Sold under the brand name Plaquenil, hydroxychloroquine is one of the oldest drugs advised for the treatment, as well as prevention, of malaria. In the United States, the drug is available by prescription only. If left untreated, malaria could lead to severe complications, even death.
Apart from treating and preventing malaria, hydroxychloroquine has been found highly effective at treating autoimmune diseases called rheumatic arthritis and lupus. Rheumatoid arthritis is an inflammatory condition of joints, while lupus is one of the forms of ulcerative skin disease.
The U.S Food and Drug Administration (FDA) approved hydroxychloroquine in April 1955. Since then, it has become one of the widely prescribed malaria drugs. Many companies develop generic versions of this drug, which are much, much cheaper than Plaquenil.
Hydroxychloroquine is available in 200 mg potency, which is to be taken exactly as advised by a doctor. For malarial prevention, one needs to take 400 mg a week, initiating a couple of weeks before going to geographical areas where malaria is still considered an endemic. The drug should be continued for 4 weeks after leaving the area.
For malarial treatment, one needs to take hydroxychloroquine 200 mg (4 tablets) as a stat dose, then 200 mg (2 tablets) after 6 hours, and then 200 mg (2 tablets) after 24 hours and 48 hours of the first dose. For lupus and rheumatoid arthritis, the drug is prescribed once a day, depending on the patients’ age, response, and susceptibility.
What is the role of the drug in treating malaria?
Well, hydroxychloroquine does belong to the class of drugs called antimalarials, just like chloroquine (Aralen), but its exact mechanism of action is unclear or poorly understood. It is presumed that the drug prevents malarial parasites from multiplying in the red blood cells (RBCs). Malarial parasites enter the RBCs, proliferate, and breakdown hemoglobin. The drug prevents the parasites from breaking down hemoglobin.

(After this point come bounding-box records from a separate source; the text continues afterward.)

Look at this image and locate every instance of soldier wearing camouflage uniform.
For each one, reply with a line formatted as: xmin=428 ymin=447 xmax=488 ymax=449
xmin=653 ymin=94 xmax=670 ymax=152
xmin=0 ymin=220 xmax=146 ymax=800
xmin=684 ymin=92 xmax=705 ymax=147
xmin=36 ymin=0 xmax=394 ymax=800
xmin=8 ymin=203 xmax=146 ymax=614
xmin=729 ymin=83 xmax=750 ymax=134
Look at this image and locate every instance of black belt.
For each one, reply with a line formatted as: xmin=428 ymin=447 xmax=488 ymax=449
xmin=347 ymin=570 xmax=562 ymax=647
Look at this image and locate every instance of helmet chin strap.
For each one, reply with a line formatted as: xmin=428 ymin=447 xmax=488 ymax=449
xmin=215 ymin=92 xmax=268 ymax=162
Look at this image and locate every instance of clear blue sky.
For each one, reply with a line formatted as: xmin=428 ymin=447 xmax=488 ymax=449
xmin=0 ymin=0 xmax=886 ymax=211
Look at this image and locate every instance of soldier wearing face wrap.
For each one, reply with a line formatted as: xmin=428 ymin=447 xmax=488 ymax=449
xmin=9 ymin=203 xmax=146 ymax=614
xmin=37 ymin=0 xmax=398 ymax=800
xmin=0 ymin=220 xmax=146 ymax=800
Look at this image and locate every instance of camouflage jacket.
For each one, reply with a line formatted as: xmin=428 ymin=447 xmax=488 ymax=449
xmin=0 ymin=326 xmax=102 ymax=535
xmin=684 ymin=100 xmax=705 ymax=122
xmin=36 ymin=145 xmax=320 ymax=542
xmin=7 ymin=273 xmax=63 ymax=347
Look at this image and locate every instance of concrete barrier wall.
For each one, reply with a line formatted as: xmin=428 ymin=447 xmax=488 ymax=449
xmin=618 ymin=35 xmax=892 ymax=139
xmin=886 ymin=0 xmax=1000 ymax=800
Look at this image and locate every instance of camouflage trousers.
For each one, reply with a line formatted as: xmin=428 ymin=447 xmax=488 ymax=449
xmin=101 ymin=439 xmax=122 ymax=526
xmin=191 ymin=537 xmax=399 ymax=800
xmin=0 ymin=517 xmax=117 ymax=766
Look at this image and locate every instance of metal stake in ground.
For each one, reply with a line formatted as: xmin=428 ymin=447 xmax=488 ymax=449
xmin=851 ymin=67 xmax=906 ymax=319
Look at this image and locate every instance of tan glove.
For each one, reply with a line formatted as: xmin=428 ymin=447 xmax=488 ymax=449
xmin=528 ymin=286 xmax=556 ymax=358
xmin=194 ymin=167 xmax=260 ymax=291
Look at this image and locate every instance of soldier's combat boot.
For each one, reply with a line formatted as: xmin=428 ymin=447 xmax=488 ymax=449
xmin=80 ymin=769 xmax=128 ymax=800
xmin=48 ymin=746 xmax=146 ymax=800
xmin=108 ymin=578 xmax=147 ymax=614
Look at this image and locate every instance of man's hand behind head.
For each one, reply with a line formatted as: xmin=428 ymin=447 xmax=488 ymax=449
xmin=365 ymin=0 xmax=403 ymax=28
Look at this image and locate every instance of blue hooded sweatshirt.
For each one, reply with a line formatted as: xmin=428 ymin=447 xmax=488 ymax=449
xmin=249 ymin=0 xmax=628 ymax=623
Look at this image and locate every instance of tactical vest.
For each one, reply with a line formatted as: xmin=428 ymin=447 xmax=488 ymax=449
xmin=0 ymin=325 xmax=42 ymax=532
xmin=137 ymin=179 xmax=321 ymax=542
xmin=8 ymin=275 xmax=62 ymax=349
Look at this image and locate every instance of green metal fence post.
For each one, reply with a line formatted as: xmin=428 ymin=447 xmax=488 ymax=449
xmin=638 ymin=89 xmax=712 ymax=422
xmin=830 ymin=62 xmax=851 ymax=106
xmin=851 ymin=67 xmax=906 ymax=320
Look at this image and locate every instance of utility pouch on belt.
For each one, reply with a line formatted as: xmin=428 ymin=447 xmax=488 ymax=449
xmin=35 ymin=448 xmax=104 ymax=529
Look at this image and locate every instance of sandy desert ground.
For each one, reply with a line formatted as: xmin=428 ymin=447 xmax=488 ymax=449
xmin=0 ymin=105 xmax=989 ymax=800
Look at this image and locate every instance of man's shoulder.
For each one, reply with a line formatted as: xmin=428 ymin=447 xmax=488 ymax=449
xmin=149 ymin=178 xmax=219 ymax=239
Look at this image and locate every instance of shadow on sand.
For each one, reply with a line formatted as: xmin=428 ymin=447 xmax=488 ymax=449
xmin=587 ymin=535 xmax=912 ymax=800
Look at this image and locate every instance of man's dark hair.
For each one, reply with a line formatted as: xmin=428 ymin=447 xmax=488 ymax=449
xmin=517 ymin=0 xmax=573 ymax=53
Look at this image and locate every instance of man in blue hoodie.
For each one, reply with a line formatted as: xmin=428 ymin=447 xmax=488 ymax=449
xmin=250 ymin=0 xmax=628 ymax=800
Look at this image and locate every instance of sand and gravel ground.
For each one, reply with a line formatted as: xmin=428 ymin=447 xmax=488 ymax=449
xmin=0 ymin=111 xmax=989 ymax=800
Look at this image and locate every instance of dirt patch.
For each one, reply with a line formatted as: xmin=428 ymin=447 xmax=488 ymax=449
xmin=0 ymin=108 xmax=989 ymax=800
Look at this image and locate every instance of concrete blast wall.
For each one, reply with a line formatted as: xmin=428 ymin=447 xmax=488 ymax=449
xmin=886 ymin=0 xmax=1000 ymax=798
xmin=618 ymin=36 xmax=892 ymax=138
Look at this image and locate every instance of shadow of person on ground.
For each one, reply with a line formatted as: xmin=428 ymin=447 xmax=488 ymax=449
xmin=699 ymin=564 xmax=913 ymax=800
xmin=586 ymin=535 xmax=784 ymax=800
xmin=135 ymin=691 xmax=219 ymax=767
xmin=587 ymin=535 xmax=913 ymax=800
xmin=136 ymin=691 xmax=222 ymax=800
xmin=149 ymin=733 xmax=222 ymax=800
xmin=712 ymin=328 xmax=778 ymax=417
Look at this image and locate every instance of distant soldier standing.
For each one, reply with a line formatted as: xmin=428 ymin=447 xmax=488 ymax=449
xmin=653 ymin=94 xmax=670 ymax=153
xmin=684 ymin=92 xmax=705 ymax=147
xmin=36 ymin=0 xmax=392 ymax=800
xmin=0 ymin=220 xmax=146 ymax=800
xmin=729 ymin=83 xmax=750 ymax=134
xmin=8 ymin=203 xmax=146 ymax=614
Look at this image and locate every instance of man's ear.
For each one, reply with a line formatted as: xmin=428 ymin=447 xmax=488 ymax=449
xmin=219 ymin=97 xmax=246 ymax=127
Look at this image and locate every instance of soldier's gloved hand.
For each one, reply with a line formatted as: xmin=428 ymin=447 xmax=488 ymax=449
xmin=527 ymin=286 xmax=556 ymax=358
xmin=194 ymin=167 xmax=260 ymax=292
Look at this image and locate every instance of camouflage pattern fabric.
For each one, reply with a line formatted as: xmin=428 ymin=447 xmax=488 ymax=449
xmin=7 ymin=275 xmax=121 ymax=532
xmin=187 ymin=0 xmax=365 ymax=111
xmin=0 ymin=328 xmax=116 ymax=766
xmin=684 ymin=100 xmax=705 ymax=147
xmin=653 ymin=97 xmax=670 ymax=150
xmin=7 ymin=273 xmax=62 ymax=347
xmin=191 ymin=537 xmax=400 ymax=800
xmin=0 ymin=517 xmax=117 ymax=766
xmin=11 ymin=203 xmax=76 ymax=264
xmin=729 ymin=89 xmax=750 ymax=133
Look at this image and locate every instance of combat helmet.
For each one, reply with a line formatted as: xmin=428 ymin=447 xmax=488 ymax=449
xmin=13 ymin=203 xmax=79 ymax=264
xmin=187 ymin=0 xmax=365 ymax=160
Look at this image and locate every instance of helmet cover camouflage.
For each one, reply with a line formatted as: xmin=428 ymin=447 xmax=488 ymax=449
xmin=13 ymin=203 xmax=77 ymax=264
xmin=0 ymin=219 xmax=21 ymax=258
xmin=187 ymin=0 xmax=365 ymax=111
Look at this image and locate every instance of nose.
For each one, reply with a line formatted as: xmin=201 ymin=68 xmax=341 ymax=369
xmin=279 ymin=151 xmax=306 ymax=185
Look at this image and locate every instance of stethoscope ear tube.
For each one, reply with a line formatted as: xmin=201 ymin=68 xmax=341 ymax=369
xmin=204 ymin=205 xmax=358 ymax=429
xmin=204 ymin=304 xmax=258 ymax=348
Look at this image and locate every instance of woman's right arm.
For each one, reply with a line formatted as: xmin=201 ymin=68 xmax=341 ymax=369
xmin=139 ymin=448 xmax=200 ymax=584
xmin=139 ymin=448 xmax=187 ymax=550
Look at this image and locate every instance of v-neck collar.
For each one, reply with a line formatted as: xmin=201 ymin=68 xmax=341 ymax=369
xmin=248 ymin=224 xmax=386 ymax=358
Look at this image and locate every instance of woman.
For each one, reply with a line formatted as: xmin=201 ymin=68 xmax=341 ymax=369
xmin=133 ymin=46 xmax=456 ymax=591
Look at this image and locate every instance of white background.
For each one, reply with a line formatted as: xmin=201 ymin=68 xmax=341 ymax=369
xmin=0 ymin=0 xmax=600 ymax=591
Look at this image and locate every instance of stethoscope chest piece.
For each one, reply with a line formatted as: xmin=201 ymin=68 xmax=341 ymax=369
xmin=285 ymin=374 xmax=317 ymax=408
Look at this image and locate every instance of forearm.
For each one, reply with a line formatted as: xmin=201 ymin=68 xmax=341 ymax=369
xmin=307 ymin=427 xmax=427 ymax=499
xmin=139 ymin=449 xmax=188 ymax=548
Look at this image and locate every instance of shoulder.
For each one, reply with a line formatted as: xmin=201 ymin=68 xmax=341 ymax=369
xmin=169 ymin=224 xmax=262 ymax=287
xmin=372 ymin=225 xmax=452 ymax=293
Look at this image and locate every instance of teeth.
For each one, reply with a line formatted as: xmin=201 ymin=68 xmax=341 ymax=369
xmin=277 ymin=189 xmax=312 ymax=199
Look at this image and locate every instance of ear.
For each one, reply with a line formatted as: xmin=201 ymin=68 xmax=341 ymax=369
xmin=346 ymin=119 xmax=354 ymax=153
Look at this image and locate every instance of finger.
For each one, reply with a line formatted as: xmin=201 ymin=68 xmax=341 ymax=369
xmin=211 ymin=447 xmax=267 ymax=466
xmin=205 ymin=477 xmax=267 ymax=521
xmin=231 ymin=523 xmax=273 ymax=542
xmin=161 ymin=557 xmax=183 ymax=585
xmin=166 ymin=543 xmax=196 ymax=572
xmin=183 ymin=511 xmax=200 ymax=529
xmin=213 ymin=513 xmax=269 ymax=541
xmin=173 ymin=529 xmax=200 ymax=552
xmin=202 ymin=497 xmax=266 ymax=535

Hydroxychloroquine has been found effective against most of the malarial parasites, including Plasmodium vivax, malariae, ovale, and some strains of falciparum. The drug is also known to prevent inflammation caused by rheumatoid arthritis and lupus.
Hydroxychloroquine has been touted as one of the effective medications for COVID-19; however, based on recent findings, the FDA has revoked the approval of the drug for treating the infection caused by the new coronavirus. The agency stated that the drug is unlikely to be effective at treating COVID-19.
The FDA found that hydroxychloroquine raised cardiac concerns in many patients. During COVID-19 treatment trials, the drug was found to cause arrhythmia – a heart rhythm disorder – in most patients, promoting researchers to end the trails. While additional trials may continue, the FDA determined the approval was no longer appropriate.
The conclusion of this post is hydroxychloroquine does play a key role in treating and preventing malaria by disallowing malarial parasites to enter RBCs; however, the exact working of the drug is unknown and a bit complicated.